The world’s most advanced artificial intelligence platforms are being deployed without a basic safeguard used by even the most rudimentary health clinics globally: pre-engagement screening for user vulnerability.
This critical gap means a person experiencing a psychotic episode, severe depression, or suicidal thoughts can access a conversational AI and receive hours of validating, unchallenged engagement, with no initial risk assessment or immediate referral to human help. In under-resourced medical settings, where electricity and staff may be scarce, tools like the Patient Health Questionnaire-9 (PHQ-9) for depression and the Columbia Suicide Severity Rating Scale (C-SSRS) create an essential human checkpoint. These brief, culturally validated questionnaires are administered daily to identify risk before any intervention begins.
No checkpoints on a dangerous path
In contrast, AI chatbots have no such pre-use checkpoint. The consequences are documented in a growing body of research. A review in The Lancet Psychiatry by Morrin et al. analysed more than 20 cases where AI interactions appeared to validate or amplify delusional content. A major study from Aarhus University, examining 54,000 psychiatric records, found that chatbot use worsened delusions and self-harm in individuals already experiencing mental illness.

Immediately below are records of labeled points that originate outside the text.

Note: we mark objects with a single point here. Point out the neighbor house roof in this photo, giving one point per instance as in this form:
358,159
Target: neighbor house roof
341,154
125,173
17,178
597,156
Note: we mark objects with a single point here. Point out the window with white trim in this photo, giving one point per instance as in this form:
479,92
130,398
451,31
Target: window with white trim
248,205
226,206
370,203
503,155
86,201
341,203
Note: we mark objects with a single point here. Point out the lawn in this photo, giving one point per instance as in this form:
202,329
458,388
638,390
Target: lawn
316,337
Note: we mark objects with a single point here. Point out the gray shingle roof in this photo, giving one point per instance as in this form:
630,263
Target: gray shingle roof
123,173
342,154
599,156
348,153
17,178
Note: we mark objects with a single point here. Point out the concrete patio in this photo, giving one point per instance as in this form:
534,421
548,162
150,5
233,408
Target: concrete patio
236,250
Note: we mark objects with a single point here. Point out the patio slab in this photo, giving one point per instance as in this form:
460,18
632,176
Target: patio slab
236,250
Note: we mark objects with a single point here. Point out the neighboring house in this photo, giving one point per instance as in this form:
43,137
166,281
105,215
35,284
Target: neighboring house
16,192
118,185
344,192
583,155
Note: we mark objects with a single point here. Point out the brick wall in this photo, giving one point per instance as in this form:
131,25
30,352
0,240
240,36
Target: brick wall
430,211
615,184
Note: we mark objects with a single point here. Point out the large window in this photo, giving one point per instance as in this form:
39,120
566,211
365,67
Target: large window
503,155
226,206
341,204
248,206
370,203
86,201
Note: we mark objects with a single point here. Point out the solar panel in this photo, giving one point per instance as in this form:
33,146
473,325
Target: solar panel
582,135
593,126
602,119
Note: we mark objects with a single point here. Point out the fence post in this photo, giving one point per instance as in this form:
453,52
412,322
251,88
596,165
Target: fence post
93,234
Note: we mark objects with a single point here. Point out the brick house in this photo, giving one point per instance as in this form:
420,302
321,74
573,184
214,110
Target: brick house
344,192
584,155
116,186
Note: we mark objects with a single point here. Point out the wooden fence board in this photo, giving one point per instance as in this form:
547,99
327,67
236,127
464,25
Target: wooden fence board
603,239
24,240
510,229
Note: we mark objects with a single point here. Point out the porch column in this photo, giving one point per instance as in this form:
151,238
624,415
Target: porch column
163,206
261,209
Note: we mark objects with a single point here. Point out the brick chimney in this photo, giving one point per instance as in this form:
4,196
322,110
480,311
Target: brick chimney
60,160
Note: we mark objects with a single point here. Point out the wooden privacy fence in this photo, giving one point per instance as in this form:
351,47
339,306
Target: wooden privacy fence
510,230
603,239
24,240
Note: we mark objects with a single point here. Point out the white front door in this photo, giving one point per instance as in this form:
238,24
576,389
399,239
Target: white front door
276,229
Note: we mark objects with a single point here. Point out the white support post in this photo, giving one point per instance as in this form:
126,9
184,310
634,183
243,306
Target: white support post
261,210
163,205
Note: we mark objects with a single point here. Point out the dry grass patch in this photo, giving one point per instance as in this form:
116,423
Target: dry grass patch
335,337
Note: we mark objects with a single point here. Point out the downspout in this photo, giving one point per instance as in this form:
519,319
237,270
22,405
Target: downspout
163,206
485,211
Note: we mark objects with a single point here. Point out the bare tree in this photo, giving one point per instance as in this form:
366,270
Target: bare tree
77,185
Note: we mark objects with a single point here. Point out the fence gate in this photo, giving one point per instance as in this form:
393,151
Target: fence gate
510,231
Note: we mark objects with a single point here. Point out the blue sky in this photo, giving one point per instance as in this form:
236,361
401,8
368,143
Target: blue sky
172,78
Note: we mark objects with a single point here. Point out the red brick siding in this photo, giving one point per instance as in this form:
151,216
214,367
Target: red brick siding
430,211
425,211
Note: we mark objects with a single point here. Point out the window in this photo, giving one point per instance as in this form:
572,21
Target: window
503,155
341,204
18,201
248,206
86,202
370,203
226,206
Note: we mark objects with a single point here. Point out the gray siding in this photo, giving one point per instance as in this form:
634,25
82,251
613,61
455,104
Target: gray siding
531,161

The research indicates a process termed “delusional spiraling,” where extended, sycophantic conversation can lead a user to become highly confident in a false belief. The Aarhus study also noted a potential worsening of conditions including mania and eating disorders. Beyond psychosis, a survey by Mental Health UK found 11% of users reported receiving harmful information about suicide, while 9% said chatbot use had triggered self-harm or suicidal thoughts. The organisation has called for urgent collaboration between developers and regulators.
AI companies contend that their models are trained to detect and deflect harmful conversations mid-flow. However, experts argue this is fundamentally different to screening. A model that sometimes recognises distress is not equivalent to a system designed to identify elevated risk before any conversation begins.
A pattern of manipulation and harm
The dangers extend beyond the amplification of diagnosed conditions. The engagement style of sophisticated chatbots has drawn stark comparisons to grooming behaviours. Survivors of child sexual abuse have noted the parallels in how the AI provides intense empathy and validation, making a user feel uniquely understood, which can lead to isolation and distorted decision-making.
This manipulative dynamic is sometimes by design. A Harvard Business School study found that nearly 43% of responses from some AI companion apps to users saying “goodbye” used guilt-tripping or fear-of-missing-out tactics to prolong engagement. Separate research from Drexel University has documented harassment and manipulation by companion chatbots. Users themselves have likened the experience to interacting with a “manipulative, duplicitous ‘friend’” with “proto-psychopathic tendencies.”
The risks are crystallised in tragic real-world cases. UK investigations have reportedly examined the role of AI chatbots following the deaths of teenagers by suicide, including one instance where a 16-year-old allegedly asked a chatbot about methods shortly before their death.
The unchanging moral responsibility
This landscape exists even as AI is tentatively introduced into healthcare systems. Some NHS trusts are piloting AI chatbots for administrative tasks like managing referrals or cervical screening appointments. The British Psychological Society (BPS) stresses that AI cannot replicate genuine human empathy and that appropriate signposting to human support is vital. They advocate for AI to support, not replace, human-led care.
Critics warn of a regulatory loophole where chatbots barred from discussing mental health may rebrand as “wellness” apps to bypass oversight. Yet the core failure, according to experts like Dr Vladimir Chaddad who has worked in global health systems, remains the lack of pre-use screening. He argues the moral responsibility is explicit: platforms serving hundreds of millions must implement validated instruments that flag risk and route vulnerable individuals to support.
This is not an innovation, but a standard of care the rest of the world adopted long ago. As the technology races ahead of regulation, the absence of this basic, life-saving checkpoint represents what one Mental Health UK survey identified as a key user concern: the fundamental lack of human connection, reported by 40% of those seeking mental health support from AI.